Wie schon Berthold Brecht sagte: Erst kommt das Fressen, dann kommt die Moral.


----------



## Besieger (10. April 2008)

> Wenn man schon nix über die Geschichte China und Tibets weis sollte man nicht unbedingt mit halbwissen prahlen.



1. china ist ein kommunistischer staat. als die olympischen spiele an china übergeben wurden waren gerade 2 millionen (!) Menschen aufgrund eines dreischluchten staudamms umgesiedelt worden. rogge bzw dass ganze olympia komitee war sich darüber im klaren. mal wieder hat das geld die größere rolle gespielt .
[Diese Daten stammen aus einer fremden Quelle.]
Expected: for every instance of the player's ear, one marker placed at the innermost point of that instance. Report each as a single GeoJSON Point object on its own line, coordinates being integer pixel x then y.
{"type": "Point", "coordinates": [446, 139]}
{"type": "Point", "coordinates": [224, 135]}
2. waren die neuzeitlichen olympischen spiele seit jeher ein politisches ereignis was nicht nur seit 1936 so war.

3. kenn ich mich sehr wohl über die geschichte tibets aus und muss sagen pech gehabt. immerhin haben die tibeter ,zumindest der dalai lama, eingesehn ,dass es bei lebzeiten keine unabhängigkeit sondern wenn überhaupt jemals autonomie geben wird.


----------



## Incontemtio (10. April 2008)

Besieger schrieb:


> 1. china ist ein kommunistischer staat.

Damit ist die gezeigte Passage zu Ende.